Discover a wide selection of Fake watches luxury watches including Submariner, Datejust, Explorer, replica watches and more!

Picking Subjects to Draw

For instance, you might be walking along, not thinking of anything. You turn into a side street and there, at the end, is a rubbish dump leading on to a railway yard.

You stop, surprised. It looks wonderful. All those shapes and textures and the pattern of the railway lines and the wires in the sky. The light striking across the grass. How marvellous to draw, you think. It has everything an artist could want.

Then you pause. Your mind steps in. Now, now, it says, you can’t paint that. It’s ugly. It’s horrible. What will the neighbors think? In short, it’s a disgusting subject to choose. Who would want to look at that? and so on and so on.


Nuts! Who cares what the neighbors think? It’s none of their business anyway. Who cares if it is considered a disgusting subject? It isn’t a disgusting subject at all. The disgust comes from the prejudiced mind. The subject, in fact, is a good one for working out colors and shapes and tones and patterns and the like. Now what could be better than that?
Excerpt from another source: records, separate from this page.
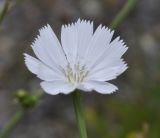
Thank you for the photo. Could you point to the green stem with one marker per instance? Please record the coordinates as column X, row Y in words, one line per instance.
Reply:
column 4, row 10
column 79, row 113
column 11, row 125
column 123, row 13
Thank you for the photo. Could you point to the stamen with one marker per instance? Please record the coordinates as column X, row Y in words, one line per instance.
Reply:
column 76, row 73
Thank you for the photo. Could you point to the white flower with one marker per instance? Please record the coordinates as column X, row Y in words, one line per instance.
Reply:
column 83, row 60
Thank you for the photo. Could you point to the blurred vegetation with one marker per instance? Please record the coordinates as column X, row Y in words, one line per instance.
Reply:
column 133, row 112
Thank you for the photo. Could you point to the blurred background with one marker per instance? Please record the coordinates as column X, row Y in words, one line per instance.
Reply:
column 132, row 112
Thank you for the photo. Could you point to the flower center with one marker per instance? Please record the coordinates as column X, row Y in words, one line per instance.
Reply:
column 76, row 73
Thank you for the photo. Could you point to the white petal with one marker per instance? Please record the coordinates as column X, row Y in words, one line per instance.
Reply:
column 101, row 87
column 42, row 70
column 31, row 63
column 75, row 39
column 56, row 87
column 98, row 44
column 114, row 52
column 48, row 49
column 108, row 71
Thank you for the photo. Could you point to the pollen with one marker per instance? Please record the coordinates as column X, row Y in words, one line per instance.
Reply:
column 75, row 73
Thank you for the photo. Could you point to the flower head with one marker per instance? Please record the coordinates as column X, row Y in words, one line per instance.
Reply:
column 83, row 59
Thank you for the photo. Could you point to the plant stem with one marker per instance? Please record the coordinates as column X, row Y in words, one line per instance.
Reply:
column 4, row 10
column 123, row 13
column 11, row 125
column 79, row 113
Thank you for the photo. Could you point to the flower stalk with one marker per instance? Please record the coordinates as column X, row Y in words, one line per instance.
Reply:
column 11, row 125
column 76, row 95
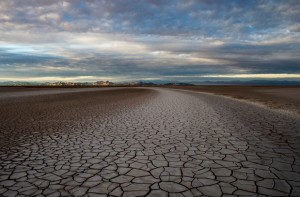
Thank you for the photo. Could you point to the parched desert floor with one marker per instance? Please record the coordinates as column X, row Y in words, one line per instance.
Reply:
column 144, row 142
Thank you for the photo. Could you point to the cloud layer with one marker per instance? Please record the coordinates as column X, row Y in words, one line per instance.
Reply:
column 154, row 39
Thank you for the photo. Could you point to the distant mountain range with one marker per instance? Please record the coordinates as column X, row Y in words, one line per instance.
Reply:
column 149, row 83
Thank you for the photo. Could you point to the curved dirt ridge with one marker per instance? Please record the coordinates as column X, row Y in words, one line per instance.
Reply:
column 170, row 143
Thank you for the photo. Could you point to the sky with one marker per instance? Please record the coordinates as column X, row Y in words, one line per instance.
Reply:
column 129, row 40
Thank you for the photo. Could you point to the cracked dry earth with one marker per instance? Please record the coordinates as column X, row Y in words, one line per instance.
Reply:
column 146, row 142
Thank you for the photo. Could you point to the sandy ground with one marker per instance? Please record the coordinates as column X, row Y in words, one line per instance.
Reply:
column 276, row 97
column 145, row 142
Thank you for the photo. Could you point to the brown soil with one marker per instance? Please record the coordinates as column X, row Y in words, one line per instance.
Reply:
column 277, row 97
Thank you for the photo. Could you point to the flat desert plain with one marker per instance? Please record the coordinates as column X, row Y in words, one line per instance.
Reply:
column 147, row 142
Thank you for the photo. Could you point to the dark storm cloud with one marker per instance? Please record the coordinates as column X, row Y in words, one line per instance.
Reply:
column 150, row 38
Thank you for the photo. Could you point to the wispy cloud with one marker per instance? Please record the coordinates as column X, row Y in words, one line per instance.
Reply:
column 131, row 39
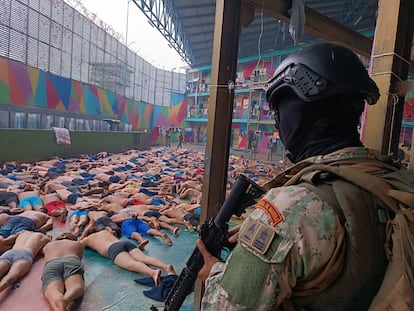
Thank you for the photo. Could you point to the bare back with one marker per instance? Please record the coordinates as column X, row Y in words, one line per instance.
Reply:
column 63, row 248
column 39, row 218
column 34, row 241
column 100, row 241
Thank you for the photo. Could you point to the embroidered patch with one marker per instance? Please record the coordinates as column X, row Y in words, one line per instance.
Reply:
column 271, row 210
column 257, row 236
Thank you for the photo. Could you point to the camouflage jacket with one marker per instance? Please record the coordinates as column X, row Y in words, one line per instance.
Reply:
column 290, row 236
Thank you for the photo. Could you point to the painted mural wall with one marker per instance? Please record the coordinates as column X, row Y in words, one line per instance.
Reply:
column 24, row 85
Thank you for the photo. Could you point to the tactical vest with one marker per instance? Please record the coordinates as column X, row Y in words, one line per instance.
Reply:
column 364, row 218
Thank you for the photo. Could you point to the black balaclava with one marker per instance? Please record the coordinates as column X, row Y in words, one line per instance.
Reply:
column 308, row 129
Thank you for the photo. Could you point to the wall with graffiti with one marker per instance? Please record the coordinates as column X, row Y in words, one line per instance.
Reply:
column 25, row 86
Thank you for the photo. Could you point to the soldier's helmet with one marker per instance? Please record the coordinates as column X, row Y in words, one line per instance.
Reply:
column 319, row 71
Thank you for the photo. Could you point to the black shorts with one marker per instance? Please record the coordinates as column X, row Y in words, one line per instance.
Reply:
column 8, row 197
column 152, row 214
column 72, row 198
column 192, row 218
column 103, row 222
column 118, row 247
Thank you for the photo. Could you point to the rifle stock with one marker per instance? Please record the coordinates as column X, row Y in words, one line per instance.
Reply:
column 214, row 234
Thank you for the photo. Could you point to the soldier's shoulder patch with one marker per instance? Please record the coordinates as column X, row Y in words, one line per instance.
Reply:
column 271, row 211
column 257, row 235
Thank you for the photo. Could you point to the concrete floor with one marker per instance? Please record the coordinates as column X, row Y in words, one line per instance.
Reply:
column 108, row 287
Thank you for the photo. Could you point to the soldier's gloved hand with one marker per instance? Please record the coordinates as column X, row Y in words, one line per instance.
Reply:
column 209, row 260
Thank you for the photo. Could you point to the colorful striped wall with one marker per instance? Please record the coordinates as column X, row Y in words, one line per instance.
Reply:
column 23, row 85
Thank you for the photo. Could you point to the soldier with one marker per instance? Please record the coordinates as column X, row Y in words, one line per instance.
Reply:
column 295, row 242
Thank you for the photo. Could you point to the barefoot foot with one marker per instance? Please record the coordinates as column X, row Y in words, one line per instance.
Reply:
column 166, row 239
column 142, row 245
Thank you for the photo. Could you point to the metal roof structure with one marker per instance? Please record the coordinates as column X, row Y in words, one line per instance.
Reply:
column 188, row 25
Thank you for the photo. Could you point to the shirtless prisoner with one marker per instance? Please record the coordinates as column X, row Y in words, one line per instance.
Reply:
column 62, row 277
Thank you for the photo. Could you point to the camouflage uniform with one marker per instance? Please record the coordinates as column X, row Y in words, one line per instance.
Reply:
column 288, row 238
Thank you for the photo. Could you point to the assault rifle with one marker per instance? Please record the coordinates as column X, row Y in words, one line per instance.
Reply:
column 214, row 234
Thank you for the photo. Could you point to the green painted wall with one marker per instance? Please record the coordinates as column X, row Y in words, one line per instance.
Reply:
column 33, row 145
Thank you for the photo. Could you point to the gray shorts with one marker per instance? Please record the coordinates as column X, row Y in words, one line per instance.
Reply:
column 61, row 269
column 13, row 255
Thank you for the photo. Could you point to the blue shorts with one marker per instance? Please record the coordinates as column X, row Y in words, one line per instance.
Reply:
column 157, row 201
column 72, row 198
column 30, row 200
column 130, row 226
column 17, row 224
column 78, row 213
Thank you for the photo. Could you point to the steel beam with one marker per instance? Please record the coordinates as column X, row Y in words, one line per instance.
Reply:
column 316, row 24
column 391, row 62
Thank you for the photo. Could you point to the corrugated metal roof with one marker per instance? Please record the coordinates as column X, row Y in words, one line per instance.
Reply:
column 189, row 25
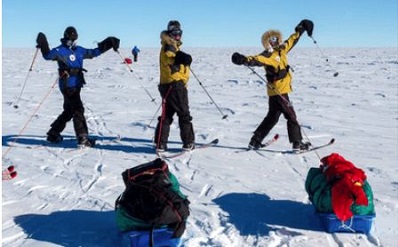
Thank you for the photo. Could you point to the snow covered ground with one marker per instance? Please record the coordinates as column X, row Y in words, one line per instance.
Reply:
column 65, row 197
It is the associations that make a subject seem unpleasant and associations don’t make good pictures. You have to shed those associations slowly if you want to enjoy working outdoors, otherwise you may have to walk for miles and never get anything done. If you can gently persuade your mind to accept the idea that it is not the niceness of the subject that matters but the inherent qualities in the objects, their shapes and colors and so on (because these are the qualities you will be dealing with) you will have no difficulty at all in choosing subjects.

All subjects, then, will be grist to your mill. Canals, stations, streets, scrap-heaps, junk-yards, landscapes, rivers, docks, backyards, alleyways, car parks, roadside cafes, ruins, derelicts, new buildings, old buildings, small parks, large parks, looking up a hill, looking down a hill, rain, sunshine, autumn and winter, all the things around you that make up our daily life. All this will supply you with the stuff of painting and sketching. How you treat it and in what form is entirely up to you.

The acceptance of shape and color, tone, and so on, over preconceived notions of beauty and ugliness will also help you to understand a great deal of what has gone on in art in our time. Gone are the notions that it is the subject which is chosen which ultimately grades the picture into good or bad art.